For the benefit of those too young to remember our so-labeled Great Depression of 1929-1937, we will now offer some reassurance by bluntly saying "Look, Folks, these problems today ain't nothin' in comparison".

No, they really ain't, and that's for dang sure. Back in 1933, following a full dozen years of Republican administration bunglings, which included allowing organized crime to flourish due to that imbecilic prohibition law, the economy had sunk to an unprecedented low. Regardless of what you read and hear these days, such condition has not been repeated by a long shot.

Presently however, we can thank the blessed GOP for having done their level best to try making it happen all over again. After Bill Clinton had managed to return the country to at least an annual budget surplus position, a pair of clowns named Bush and Cheney blew the ball game by spending the whole bundle and more engaging in fisticuffs with Sadam Hussein and the Taliban, while attempting to track down the elusive Osama bin Laden. In the meantime, our smirking, foreclosure-motivated finance industry went wild offering fictitious credit swindles for the public to gobble up with hitherto unmatched frenzy, and we suddenly lost our collective ass -- although not enough to prevent the banking wizards from doling out massive government assistance funds as executive bonuses at staggering rates.

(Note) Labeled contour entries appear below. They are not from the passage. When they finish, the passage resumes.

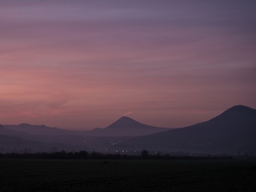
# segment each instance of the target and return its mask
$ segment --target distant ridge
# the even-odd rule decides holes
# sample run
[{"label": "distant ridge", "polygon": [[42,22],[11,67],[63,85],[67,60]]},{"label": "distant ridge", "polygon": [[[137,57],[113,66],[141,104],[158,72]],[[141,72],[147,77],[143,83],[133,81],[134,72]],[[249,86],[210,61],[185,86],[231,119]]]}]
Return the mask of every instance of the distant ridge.
[{"label": "distant ridge", "polygon": [[131,139],[132,149],[197,152],[256,152],[256,110],[234,106],[205,122]]},{"label": "distant ridge", "polygon": [[246,118],[254,116],[256,109],[249,107],[238,105],[235,106],[226,110],[217,117],[241,117]]}]

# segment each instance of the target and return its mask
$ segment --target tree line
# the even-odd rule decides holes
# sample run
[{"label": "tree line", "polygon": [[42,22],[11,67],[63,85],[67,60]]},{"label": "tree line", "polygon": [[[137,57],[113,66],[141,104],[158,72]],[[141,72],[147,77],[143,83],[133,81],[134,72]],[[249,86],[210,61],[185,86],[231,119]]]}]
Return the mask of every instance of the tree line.
[{"label": "tree line", "polygon": [[101,153],[86,151],[66,152],[62,150],[52,153],[39,152],[36,153],[0,153],[0,159],[231,159],[231,157],[216,156],[172,156],[169,154],[164,155],[149,154],[147,150],[143,150],[139,155],[129,155],[119,153]]}]

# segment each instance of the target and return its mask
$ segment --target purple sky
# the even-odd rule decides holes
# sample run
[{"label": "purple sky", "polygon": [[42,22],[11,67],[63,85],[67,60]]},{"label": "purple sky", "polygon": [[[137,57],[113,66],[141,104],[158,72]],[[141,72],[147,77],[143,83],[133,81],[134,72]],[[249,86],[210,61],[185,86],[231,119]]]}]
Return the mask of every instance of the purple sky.
[{"label": "purple sky", "polygon": [[[255,1],[0,0],[0,123],[180,127],[256,108]],[[132,112],[132,113],[130,113]]]}]

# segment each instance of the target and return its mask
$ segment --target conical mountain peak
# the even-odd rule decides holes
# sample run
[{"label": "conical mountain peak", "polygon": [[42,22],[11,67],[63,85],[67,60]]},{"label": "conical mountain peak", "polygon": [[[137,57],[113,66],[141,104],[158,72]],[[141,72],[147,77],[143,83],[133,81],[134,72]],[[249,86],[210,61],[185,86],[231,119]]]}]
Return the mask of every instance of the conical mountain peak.
[{"label": "conical mountain peak", "polygon": [[127,128],[144,125],[127,116],[123,116],[106,128]]}]

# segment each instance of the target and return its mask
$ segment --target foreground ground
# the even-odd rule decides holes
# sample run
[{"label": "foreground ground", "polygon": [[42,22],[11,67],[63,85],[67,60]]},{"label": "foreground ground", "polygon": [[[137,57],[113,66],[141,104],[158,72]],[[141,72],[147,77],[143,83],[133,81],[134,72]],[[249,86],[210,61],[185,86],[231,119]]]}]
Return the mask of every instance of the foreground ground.
[{"label": "foreground ground", "polygon": [[256,162],[0,160],[1,191],[256,191]]}]

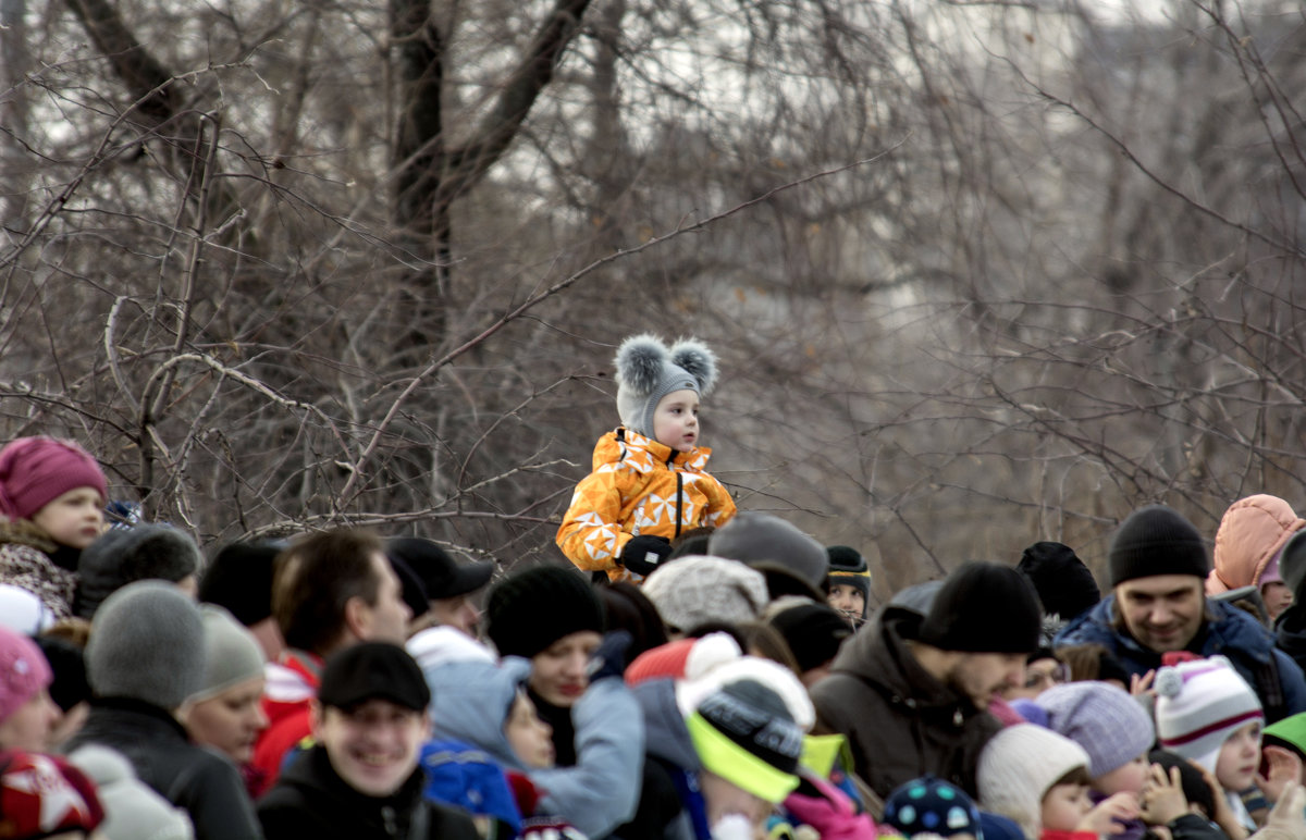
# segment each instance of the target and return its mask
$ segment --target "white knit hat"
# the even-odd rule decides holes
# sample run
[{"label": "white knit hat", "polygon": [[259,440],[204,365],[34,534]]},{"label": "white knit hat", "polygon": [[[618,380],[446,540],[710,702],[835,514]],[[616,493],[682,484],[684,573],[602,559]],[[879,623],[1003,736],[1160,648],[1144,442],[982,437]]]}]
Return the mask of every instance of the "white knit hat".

Still, despite this eight-year sojourn of Bush-Cheney stupidity, what President Obama inherited in 2009 doesn't hold the proverbial candle to the mess FDR had to face seventy-six years earlier. As depressions go, that was a doozy. We weren't noticing gradual recovery indicators as early as 1933, which has already become the case now.

To help fortify our point, we're about to look back upon common incidents that kept occurring throughout those virtually forgotten mid-thirties, and ask how much has repeated itself in this current age. For example:
* How many city block-long breadlines have you seen, either in person or on TV screens?
* Right around the corner from the breadlines, how many men have you similarly viewed
queuing up by the hundreds, waiting to apply for jobs -- any whatsoever?
* How many freight trains have you watched roll past with primarily empty deadheading
cars?
* Furthermore, how often have you been able to count fifty or more hoboes riding atop or
standing inside the open doors of those empty rail cars?
* How many tramps have shown up at your front door either asking to do odd jobs on your
property in return for a single meal, or else simply requesting some of your pocket change?

We haven't had retail or other small business enterprises go bankrupt in fantastic proportions.
Relatively speaking, many seem to be doing rather well in view of this supposedly disastrous downturn.

Restaurants are still crowded at lunch and dinner hours. We observe football stadia, baseball parks, boxing and other sport arenas constantly filled to capacity. We often find standing room only at theater and concert performances. Little or no such ongoing bonanzas existed back then.

Since a man could barely afford to take his kids to a ball game in the afternoon or his wife and family out to an evening movie, he was at least able to drop over to the nearest ice cream emporium and spend a relatively small sum for a household treat to be enjoyed. While slurping away, the people would sit and listen to popular nighttime radio programs, absolutely free. A small degree of pleasure thus remained available at minimal cost. How many of you have had to resort to such penny-pinching activities in the past couple years?

No indeed, this economic stumbling of today ain't nothin' in contrast. Believe us, we sat through the entire rugged affair.